3. Finally, you can skim Part 3 of the S12_Fit_Main program. Don’t worry too much about the coding details, but do read through the comments.
• Look at Part 1 of Figure 5: are the binding curves asymptotic, sigmoidal, or other? What does this shape indicate? You can use the zoom button to get a closer look at part of the plot, or the axis command present in the code. (Don't worry too much about this question if it is unclear.)
• Now look in the command window. What values of KD and Hill coefficient (n) do you get for your three proteins? How do the KD’s from Part 3 compare to the ones from Parts 1 and 2? Don’t be discouraged if your wild-type values do not exactly match Nagai’s work, or if there is variation between Parts 1, 2, and 3.
• Comparing the model and data points by eye (Part 2 of Figure 5), do you think it is a good model for any of your proteins? If so, which ones? What experimental limitations might prevent Hill analysis from working well, especially for some mutants?
• Why should only the transition region be analyzed in a Hill plot?
• What is the relationship between slope and KD and/or n, and intercept and KD and/or n?
4. If your mutant proteins are not well-described by any of the models so far, what kind of model(s) (qualitatively speaking) do you think might be useful?

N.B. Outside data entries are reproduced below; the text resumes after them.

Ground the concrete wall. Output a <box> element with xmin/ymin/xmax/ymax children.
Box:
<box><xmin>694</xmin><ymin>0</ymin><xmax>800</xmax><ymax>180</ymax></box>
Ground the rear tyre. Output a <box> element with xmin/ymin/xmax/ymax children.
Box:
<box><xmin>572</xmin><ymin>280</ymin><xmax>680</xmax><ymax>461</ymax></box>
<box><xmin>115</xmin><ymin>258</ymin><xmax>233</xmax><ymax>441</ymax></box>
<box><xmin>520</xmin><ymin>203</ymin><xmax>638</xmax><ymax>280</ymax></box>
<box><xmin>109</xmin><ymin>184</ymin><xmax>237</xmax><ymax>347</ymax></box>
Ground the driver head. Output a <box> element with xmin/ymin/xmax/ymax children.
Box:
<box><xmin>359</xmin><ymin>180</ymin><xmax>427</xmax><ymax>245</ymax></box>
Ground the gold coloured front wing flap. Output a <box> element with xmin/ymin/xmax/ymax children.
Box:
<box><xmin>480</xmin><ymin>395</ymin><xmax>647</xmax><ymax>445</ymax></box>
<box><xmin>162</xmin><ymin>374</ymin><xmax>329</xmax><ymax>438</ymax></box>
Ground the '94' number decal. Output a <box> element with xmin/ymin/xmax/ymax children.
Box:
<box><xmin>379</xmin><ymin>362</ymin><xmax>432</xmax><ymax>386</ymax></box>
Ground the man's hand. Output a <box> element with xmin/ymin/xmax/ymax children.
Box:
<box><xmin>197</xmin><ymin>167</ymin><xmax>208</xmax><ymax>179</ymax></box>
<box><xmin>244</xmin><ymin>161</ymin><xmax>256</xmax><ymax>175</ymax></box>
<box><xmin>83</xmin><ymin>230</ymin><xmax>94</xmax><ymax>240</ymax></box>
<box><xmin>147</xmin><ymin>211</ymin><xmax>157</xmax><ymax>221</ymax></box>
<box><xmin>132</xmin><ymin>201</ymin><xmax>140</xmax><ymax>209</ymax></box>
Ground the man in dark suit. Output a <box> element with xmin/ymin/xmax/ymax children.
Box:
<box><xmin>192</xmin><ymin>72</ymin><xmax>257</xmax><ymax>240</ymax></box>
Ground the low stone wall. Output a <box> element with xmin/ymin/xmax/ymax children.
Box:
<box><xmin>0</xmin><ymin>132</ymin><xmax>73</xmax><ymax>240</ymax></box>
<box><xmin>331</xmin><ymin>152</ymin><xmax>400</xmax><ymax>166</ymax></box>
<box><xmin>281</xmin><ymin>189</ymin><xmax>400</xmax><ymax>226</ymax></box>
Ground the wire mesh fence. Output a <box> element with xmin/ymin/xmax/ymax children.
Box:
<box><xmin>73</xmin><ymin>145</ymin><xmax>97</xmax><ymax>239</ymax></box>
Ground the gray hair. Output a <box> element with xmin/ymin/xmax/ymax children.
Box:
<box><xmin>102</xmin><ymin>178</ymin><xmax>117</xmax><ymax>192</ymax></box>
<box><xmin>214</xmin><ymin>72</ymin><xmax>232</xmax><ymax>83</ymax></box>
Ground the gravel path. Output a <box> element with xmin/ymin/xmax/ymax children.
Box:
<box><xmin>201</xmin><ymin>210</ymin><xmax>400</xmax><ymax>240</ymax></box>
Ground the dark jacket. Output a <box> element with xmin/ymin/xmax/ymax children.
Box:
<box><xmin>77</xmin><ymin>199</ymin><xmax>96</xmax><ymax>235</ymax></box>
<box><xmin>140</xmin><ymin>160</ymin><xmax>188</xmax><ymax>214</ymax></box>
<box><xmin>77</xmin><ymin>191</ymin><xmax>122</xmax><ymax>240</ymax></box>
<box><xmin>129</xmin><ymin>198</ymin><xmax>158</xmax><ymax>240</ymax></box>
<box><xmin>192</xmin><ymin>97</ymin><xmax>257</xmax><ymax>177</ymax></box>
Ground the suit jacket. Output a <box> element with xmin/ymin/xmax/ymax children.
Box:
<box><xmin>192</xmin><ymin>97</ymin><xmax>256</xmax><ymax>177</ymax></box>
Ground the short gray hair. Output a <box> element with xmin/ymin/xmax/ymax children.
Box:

• Optional: If your data might be well-described by a model with two KD's (or if you are interesting in exploring some sample data that is), download and run Fit_TwoKD and Fit_TwoKD_Func.

## For next time

1. Extra credit, to be submitted by 4 pm Tuesday or Wednesday, respectively: Prepare a figure and caption for your SDS-PAGE, along with a paragraph of text for the associated results section. Look up the expected molecular weight using the IPC sequence document and this or a similar website. Be sure to add ~ 3 KDa for the size of the N-terminus of pRSET (His tag, etc). If you see two strong bands, what do you think the second one is?
2. Module 3, Day 2 will happen in two distinct shifts. Sign up for either the 1 pm or the 3 pm Day 2 session on that day's Talk page. If your culture requires complicated preparations, you will be asked to join the second group. Be sure to tell the teaching faculty a brief description of your plans before leaving today.
3. Familiarize yourself with the cell culture portion of Day 2 of this module. The better prepared we all are, the less likely it is that the day will run long. The hoods will be set up for you when you come in.
4. Write a two or three sentence description of your design plan and expected assay results, and post it on the Day 2 Talk page by 6 pm Thursday or Friday, respectively. (Assay result expectations should be stated in a relative fashion: e.g., "we think [3D sample 1] will maintain a chondrocyte-like phenotype better than [3D sample 2], because..." You might also comment on cell viability, if you expect it to vary among your samples.) This posting will count for homework credit.